Monday, August 2, 2010

Java Performance Tuning Tips

  1. Counting down (i.e. for (int i=n; i>0; i--)) is twice as fast as counting up: my machine can count down to 144 million in a second, but up to only 72 million. 
  2. Calling Math.max(a,b) is 7 times slower than (a > b) ? a : b. This is the cost of a method call. 
  3. Arrays are 15 to 30 times faster than Vectors. Hashtables are 2/3 as fast as Vectors.
  4. Use System.arraycopy(firstArray, 0, secondArray, 0, firstArray.length) method instead of iterating the first array and copying into second array.
  5. Use compound assignment operators (+=, -=, *=, and /=) instead of using normal operators.
  6. Ex: a = a+b takes longer time to execute when compared to a += b. In fact, these cause different Java byte codes to be generated.
  7. Eliminate unnecessary code in the loops and you should avoid declaring variables unnecessarily within loops.
  8. Use int instead of other primitive types because operations performed on int primitives generally execute faster than for any other primitive type supported by Java, so you should use int values whenever possible; char and short values are promoted to int automatically before arithmetic operations.
  9. Use notify() instead of notifyAll(), notify will execute faster than notifyAll().
  10. When joining couple of Stings use StringBuffer instead of String.
  11. Don't try to convert Strings to upper or lower case for String comparison.
  12. In the String Class prefer charAt() method instead of startsWith() method. From performance perspective, startWith() makes quite a few comparisons preparing itself to compare it's prefix with another string. 
  13. Don' t initialize the public instance variable in constructor if they already initialized outside the constructor. Because all public initialized instance variables are again initialized in constructor by default.
  14. Vector provides the following methods to insert elements.                                                                       addElementAt( e, index)
             addElement (e)
             add(e)
             add(index, e)
  15. Out of these try to avoid using methods, addElementAt( e, index) and add(index, e). The way these methods work is , all the elements are moved down between the insertion point and the end of the vector, making space for the new Element. The same works for deleting element at a Particular index. If possible, if these features are required, then try to use a different Data Structure if possible.
  16. If the approximate size of the Vector is know initially then use it. Instead of declaring Vector as,
            Vector v = newVector();
          declare it as,

            Vector v = new Vector(40);
         or  Vector v = new Vector(40,25) ; 
  17. This method indicates initial capacity of Vector is 40 and increment by 25 elements per expansion.The way the Vector is expanded is, a new Vector of double the size of currentVector is created, all the Elements in the old Vector is copied to the new Vector and then the old Vector is discarded. (During GC). This has major effect on performance.

2 comments:

MohanKumar said...

# When joining couple of Stings use StringBuffer instead of String

More on tip 10 - String performance :

String is immutable whereas StringBuffer and StringBuilder can change their values.

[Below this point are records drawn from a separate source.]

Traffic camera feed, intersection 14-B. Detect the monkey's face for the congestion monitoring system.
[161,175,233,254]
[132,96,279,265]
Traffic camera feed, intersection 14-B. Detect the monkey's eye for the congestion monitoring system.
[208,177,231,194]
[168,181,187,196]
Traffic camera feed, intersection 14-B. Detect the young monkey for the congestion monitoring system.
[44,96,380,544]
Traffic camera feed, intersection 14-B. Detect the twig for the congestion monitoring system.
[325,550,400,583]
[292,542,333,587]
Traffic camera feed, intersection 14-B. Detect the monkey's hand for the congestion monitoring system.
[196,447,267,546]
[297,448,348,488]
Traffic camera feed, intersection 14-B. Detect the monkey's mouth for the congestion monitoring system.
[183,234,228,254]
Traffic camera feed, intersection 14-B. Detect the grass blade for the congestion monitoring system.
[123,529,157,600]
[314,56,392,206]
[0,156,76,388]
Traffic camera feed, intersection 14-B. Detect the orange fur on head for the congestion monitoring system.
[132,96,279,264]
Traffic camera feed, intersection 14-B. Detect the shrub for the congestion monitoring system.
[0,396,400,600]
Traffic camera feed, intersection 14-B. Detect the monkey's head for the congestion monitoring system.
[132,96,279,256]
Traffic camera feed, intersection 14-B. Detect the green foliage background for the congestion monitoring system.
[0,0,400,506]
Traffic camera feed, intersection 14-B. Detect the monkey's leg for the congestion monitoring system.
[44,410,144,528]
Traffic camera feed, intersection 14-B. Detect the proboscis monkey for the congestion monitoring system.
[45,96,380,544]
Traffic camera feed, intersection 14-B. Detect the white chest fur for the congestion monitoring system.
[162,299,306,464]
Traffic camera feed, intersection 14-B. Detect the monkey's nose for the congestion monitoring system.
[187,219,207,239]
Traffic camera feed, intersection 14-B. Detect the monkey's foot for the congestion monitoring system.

StringBuilder is more efficient than StringBuffer. The only difference between StringBuffer and StringBuilder is that StringBuilder is unsynchronized whereas StringBuffer is synchronized. So when the application needs to be run only in a single thread then it is better to use StringBuilder.

Criteria to choose among String, StringBuffer and StringBuilder

1. If your text is not going to change use a string Class because a String object is immutable.
2. If your text can change and will only be accessed from a single thread, use a StringBuilder because StringBuilder is unsynchronized.
3. If your text can changes, and will be accessed from multiple threads, use a StringBuffer because StringBuffer is synchronous.

Laurent Pireyn said...

I read your post with interest but thought I might add my two cents.


1. This is due to the instructions available on most CPUs. A loop counting up implies comparing (i.e. subtracting) the index value to the threshold value and jumping if the result is zero. A loop counting down to zero - and only to zero - can skip the comparison (subtraction) and immediately compare the index value with zero. However, since an empty loop has no point whatsoever, this is barely an optimization.


2. The body of the max method is so small that adding the cost of the method call may well multiply the whole thing by 7. However, most JVMs will probably dynamically inline such methods, especially if they're called repeatedly. The cost of a method call should almost never be an issue in Java.


6. This is once again due to the dedicated instructions that exist on most CPUs. And once again, most JVMs (or even the compilers) will choose the faster form when it becomes an issue.


7. This statement is true even outside any loop.


9. This is obviously due to the important difference between the two methods: notify wakes a waiting thread chosen at the JVM's discretion while notifyAll wakes all waiting threads. In both cases, the awakened threads will compete for the monitor as only one will be able to acquire it.


10. Even better: if you can afford Java 1.5 and your buffer is not accessed by multiple threads (i.e. is a local variable), use StringBuilder.


11. Can you elaborate on this one?


12. charAt is quite obviously faster than startsWith (you might want to fix the typo by the way), but those two methods do different things and should not be compared.


15. Linked lists should be used when doing several insertions/deletions.